Gelelim çatının ne kadar yararlı olduğu konusuna… Stat, çokişlevli bir kompleks olarak gösteriler vb. etkinlikler için kullanılacaksa –ki böyle düşünülüyor- kapanabilir bir örtü yararlı, hattâ zorunludur. Kötü havalarda yapılacak özellikle uluslararası spor karşılaşmaları için de öyle. Ayrıca böylesi tesislerin afet durumlarında barınama amaçlı kullanılması olasılığı da örtü fikrini güçlendiriyor. Dışarıda bunun örnekleri yaşanarak görüldü.

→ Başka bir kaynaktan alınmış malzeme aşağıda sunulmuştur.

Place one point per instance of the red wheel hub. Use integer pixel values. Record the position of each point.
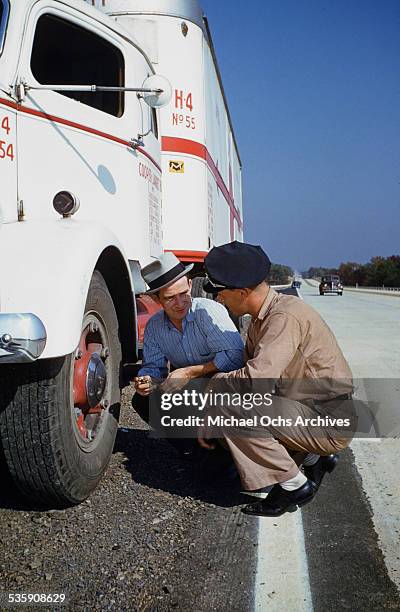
(89, 377)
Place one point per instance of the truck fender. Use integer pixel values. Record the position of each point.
(46, 270)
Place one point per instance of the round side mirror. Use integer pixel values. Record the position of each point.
(157, 99)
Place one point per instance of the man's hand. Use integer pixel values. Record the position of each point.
(143, 385)
(177, 380)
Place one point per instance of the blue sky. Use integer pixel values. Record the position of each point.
(314, 92)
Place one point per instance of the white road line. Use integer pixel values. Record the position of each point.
(282, 580)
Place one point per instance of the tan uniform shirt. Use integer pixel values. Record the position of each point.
(292, 348)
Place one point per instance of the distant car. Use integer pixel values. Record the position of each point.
(330, 284)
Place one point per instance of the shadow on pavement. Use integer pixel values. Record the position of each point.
(155, 464)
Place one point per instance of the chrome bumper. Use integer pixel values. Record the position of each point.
(22, 337)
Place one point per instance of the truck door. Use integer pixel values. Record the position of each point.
(80, 141)
(8, 134)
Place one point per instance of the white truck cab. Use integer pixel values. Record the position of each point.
(88, 127)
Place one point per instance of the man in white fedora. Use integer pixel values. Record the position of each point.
(194, 336)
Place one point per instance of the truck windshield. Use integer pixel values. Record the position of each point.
(4, 12)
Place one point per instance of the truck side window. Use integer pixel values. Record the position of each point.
(66, 54)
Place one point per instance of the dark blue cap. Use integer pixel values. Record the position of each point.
(235, 265)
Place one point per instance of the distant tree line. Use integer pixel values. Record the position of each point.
(377, 272)
(280, 275)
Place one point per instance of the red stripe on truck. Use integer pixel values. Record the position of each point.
(171, 144)
(78, 126)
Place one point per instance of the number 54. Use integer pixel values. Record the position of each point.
(6, 150)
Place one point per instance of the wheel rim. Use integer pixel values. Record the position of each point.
(91, 377)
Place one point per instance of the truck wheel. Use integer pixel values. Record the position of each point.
(59, 417)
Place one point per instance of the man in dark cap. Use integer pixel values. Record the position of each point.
(292, 353)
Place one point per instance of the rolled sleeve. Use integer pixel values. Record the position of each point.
(223, 339)
(274, 350)
(225, 361)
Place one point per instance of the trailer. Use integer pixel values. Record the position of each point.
(115, 144)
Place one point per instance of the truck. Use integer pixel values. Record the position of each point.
(116, 144)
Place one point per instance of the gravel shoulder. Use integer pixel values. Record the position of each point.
(135, 544)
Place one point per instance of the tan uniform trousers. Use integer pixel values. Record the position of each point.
(275, 456)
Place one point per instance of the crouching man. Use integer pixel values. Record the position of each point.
(195, 338)
(292, 353)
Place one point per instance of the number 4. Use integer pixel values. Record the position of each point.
(5, 124)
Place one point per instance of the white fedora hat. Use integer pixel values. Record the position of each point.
(164, 271)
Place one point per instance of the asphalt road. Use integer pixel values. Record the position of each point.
(159, 534)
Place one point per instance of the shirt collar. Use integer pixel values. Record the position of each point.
(270, 297)
(189, 316)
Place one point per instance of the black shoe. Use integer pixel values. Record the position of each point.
(279, 501)
(316, 472)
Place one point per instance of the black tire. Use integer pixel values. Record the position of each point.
(47, 461)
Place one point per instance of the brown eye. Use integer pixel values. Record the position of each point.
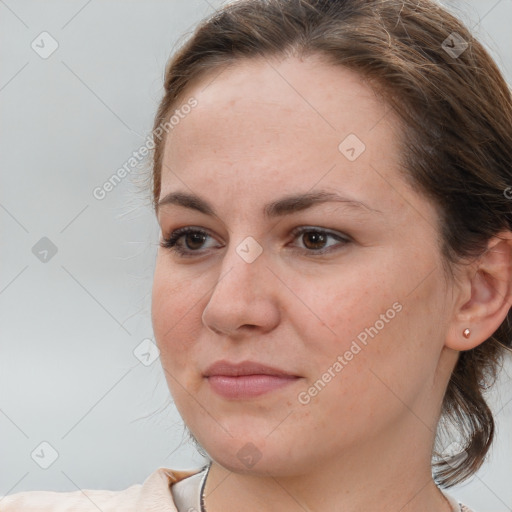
(194, 240)
(314, 240)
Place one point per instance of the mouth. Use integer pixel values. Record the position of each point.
(247, 379)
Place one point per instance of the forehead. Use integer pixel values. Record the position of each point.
(271, 126)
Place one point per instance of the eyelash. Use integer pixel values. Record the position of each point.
(171, 242)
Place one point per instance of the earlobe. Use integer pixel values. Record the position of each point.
(489, 280)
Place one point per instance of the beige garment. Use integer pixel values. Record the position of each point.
(154, 495)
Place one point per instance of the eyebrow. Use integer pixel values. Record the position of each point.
(283, 206)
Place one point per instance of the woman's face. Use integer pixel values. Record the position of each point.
(352, 312)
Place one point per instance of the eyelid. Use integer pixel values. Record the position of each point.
(171, 242)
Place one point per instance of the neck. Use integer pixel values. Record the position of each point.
(387, 474)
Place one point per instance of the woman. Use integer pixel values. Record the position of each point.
(333, 286)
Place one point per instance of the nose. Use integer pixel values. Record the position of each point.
(245, 297)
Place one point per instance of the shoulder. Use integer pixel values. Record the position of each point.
(154, 494)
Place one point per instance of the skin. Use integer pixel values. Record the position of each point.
(262, 130)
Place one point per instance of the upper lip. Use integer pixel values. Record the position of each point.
(243, 368)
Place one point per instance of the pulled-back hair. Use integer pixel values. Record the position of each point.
(456, 115)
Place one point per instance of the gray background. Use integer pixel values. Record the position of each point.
(70, 325)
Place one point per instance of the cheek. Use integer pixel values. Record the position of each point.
(174, 311)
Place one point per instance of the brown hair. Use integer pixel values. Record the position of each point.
(456, 111)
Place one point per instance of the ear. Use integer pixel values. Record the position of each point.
(485, 295)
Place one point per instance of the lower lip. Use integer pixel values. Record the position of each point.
(248, 386)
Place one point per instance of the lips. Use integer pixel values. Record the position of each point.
(246, 380)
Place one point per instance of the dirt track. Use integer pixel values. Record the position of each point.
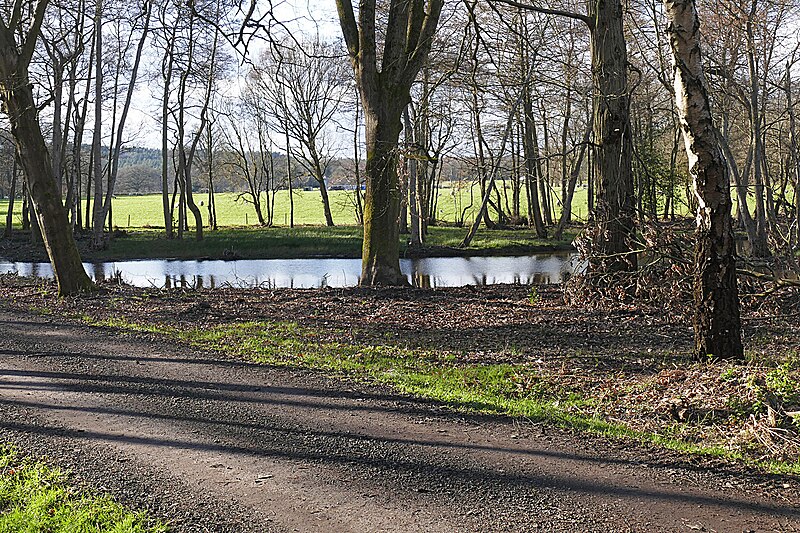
(217, 445)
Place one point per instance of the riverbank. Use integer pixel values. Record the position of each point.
(287, 243)
(508, 349)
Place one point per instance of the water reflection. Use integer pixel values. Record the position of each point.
(312, 273)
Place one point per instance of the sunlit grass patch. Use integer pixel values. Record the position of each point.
(36, 498)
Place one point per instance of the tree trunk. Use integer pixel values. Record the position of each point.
(531, 155)
(615, 207)
(98, 215)
(381, 249)
(50, 214)
(11, 194)
(717, 327)
(758, 246)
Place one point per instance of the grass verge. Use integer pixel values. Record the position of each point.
(507, 389)
(35, 498)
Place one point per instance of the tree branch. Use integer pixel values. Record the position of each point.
(558, 12)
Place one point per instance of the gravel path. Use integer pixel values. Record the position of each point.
(211, 444)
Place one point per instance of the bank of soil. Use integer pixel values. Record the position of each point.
(202, 439)
(20, 249)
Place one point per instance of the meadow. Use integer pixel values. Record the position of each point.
(145, 211)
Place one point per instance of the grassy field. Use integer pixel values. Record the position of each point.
(144, 211)
(313, 241)
(35, 498)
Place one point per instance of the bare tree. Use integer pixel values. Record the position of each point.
(19, 30)
(384, 80)
(717, 326)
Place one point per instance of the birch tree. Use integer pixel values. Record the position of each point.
(717, 327)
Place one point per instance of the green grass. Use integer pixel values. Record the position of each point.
(35, 498)
(146, 210)
(508, 389)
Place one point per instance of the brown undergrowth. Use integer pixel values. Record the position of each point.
(629, 363)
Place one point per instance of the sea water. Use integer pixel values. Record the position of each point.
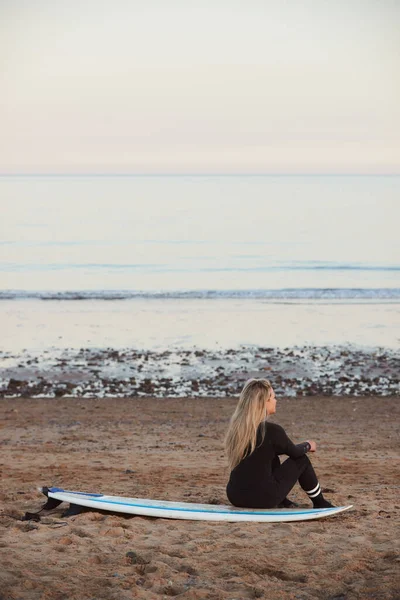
(154, 262)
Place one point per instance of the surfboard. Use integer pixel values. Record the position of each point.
(187, 510)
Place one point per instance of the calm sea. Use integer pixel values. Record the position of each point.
(205, 242)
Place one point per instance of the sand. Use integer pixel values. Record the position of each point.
(172, 449)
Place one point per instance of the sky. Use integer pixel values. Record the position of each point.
(222, 86)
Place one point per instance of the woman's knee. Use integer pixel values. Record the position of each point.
(302, 462)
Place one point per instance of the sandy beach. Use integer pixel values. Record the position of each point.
(172, 449)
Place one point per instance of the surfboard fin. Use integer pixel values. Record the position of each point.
(74, 509)
(49, 505)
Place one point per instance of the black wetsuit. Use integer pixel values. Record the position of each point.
(260, 480)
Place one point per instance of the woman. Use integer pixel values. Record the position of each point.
(253, 445)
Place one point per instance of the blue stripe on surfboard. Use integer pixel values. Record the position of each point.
(307, 511)
(55, 490)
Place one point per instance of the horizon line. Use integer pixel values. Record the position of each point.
(124, 174)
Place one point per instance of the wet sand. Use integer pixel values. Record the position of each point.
(172, 449)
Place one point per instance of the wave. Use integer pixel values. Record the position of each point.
(277, 294)
(152, 267)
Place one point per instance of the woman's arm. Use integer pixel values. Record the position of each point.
(284, 445)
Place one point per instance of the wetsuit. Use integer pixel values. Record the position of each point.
(260, 480)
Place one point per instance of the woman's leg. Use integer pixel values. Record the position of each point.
(285, 503)
(300, 469)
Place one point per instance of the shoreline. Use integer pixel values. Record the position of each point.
(293, 371)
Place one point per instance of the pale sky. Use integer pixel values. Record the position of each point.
(222, 86)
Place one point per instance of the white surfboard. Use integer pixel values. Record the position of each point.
(187, 510)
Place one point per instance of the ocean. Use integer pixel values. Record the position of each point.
(209, 261)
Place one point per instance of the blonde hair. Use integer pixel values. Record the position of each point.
(250, 411)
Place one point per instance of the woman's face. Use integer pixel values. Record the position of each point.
(271, 403)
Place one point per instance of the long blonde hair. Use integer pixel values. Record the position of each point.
(250, 411)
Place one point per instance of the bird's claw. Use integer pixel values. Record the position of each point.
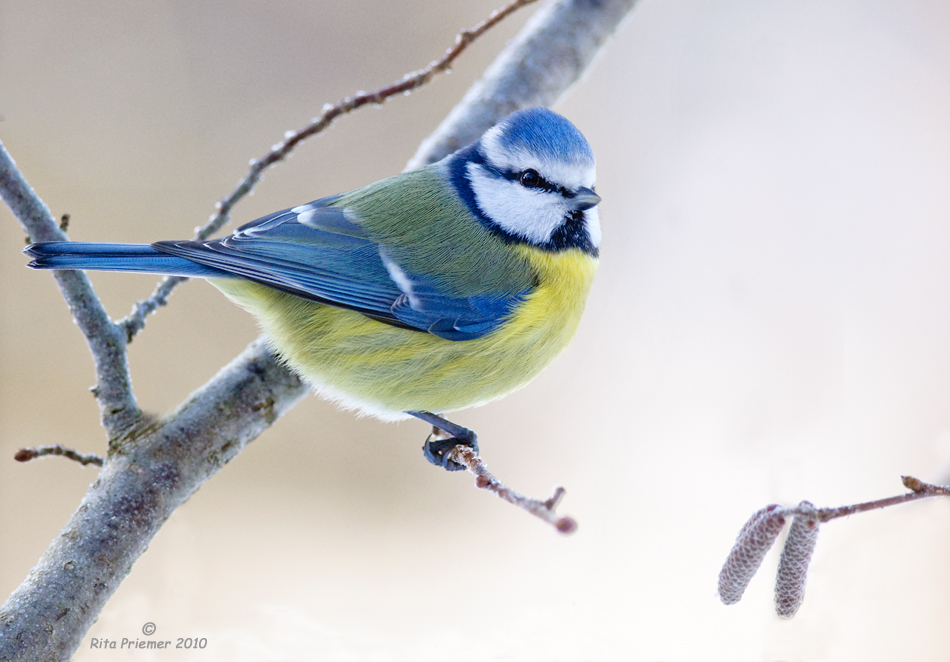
(437, 450)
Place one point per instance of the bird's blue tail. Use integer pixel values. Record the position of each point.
(140, 258)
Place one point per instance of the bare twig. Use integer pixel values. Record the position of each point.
(135, 321)
(27, 454)
(793, 565)
(759, 533)
(468, 458)
(117, 407)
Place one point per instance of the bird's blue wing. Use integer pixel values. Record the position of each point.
(321, 252)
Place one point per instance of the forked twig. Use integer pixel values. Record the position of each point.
(135, 321)
(467, 457)
(27, 454)
(761, 530)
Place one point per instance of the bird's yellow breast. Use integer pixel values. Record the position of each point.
(386, 370)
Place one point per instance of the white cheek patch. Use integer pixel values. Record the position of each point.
(533, 214)
(592, 221)
(568, 174)
(400, 277)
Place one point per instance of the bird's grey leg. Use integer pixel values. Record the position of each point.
(436, 450)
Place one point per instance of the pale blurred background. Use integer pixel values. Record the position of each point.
(771, 322)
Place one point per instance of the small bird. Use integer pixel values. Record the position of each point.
(427, 292)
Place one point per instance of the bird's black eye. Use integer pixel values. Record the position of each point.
(531, 179)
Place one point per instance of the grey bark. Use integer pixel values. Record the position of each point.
(155, 465)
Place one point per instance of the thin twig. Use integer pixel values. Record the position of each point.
(760, 531)
(467, 457)
(27, 454)
(135, 321)
(117, 407)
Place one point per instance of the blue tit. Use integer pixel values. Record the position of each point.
(434, 290)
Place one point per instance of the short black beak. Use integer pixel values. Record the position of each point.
(584, 199)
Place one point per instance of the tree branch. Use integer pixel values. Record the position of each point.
(155, 466)
(135, 322)
(118, 410)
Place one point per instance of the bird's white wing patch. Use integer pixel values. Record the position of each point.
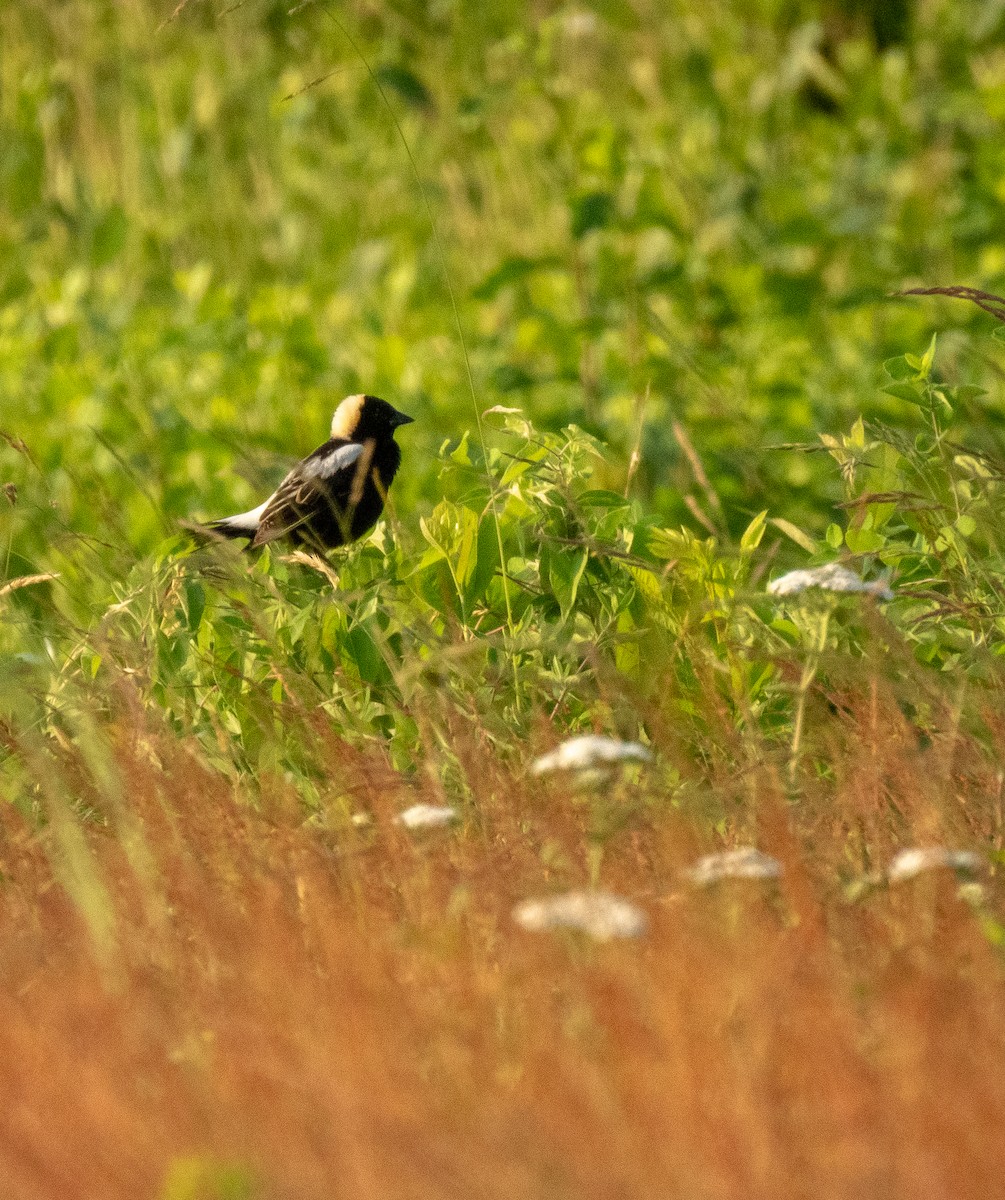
(325, 466)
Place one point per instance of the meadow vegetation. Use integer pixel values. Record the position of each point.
(631, 268)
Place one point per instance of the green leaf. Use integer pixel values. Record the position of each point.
(753, 533)
(795, 534)
(565, 570)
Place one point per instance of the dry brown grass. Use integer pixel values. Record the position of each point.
(353, 1013)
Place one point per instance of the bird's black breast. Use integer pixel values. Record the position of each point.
(343, 507)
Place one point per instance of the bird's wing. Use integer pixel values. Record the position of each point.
(324, 480)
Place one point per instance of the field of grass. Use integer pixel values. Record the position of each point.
(632, 269)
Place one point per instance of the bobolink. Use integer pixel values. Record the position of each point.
(337, 492)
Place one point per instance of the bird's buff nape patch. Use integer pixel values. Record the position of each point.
(347, 417)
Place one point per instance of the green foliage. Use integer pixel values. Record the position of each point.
(669, 238)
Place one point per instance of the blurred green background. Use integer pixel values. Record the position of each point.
(675, 227)
(211, 231)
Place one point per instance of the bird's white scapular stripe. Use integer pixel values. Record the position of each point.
(248, 520)
(325, 466)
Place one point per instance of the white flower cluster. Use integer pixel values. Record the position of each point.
(744, 863)
(831, 577)
(427, 816)
(908, 864)
(590, 753)
(600, 915)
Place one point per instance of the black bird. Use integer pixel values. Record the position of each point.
(337, 492)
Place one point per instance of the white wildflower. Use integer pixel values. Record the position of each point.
(590, 753)
(427, 816)
(831, 577)
(910, 863)
(745, 863)
(599, 913)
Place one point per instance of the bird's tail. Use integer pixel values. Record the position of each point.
(241, 525)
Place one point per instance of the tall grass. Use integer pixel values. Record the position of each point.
(226, 969)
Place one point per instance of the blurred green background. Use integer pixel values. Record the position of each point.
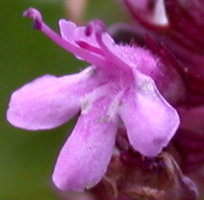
(27, 158)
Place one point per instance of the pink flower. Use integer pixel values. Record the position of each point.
(182, 34)
(117, 88)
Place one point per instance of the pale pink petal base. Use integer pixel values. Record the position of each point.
(150, 121)
(84, 158)
(48, 101)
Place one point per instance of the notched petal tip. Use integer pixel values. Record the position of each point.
(35, 15)
(95, 26)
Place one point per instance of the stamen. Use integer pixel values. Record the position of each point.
(94, 59)
(98, 28)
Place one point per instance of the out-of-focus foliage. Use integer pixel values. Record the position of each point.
(27, 158)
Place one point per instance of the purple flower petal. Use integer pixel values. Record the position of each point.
(48, 101)
(84, 158)
(150, 121)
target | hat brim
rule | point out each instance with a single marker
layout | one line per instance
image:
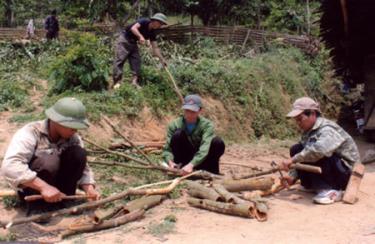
(294, 113)
(67, 122)
(161, 21)
(194, 108)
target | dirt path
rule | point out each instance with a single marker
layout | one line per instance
(292, 217)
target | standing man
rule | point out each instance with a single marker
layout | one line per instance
(51, 25)
(324, 144)
(191, 142)
(127, 48)
(47, 157)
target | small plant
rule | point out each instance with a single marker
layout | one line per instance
(163, 228)
(81, 68)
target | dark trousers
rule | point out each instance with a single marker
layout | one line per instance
(183, 152)
(62, 171)
(335, 174)
(125, 50)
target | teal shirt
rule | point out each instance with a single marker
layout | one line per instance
(200, 137)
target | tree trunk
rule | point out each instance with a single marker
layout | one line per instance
(9, 13)
(248, 184)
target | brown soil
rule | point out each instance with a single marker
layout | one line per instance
(292, 217)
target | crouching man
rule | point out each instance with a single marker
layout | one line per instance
(324, 144)
(47, 157)
(191, 143)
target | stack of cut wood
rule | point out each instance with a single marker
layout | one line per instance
(220, 197)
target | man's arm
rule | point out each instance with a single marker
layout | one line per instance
(135, 30)
(156, 52)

İleri sürülen karşı düşünceler arasında, çatının havalandırmayı engelleyeceği ve çimlerin korunmasının güçleşeceği gibi konular var. Bu kaygılar doğrulara dayanmıyor. Şöyle ki; yan tribünlerle çatı arasındaki açıklık, havalanmayı sorun olmaktan çıkarıyor.


Çimlere gelince, çatı örtülmese de futbol statlarında tribünlerin sahaya yakınlığı nedeniyle çimler zaten her zaman sorunlu. Ne var ki bugünün teknolojisiyle özel ışık düzenleriyle çimler beslenebiliyor. Çimlerin tümünü değiştirmenin bedeli ise topu topu 80 bin avro. Bu da korkulacak bir tutar oluşturmuyor.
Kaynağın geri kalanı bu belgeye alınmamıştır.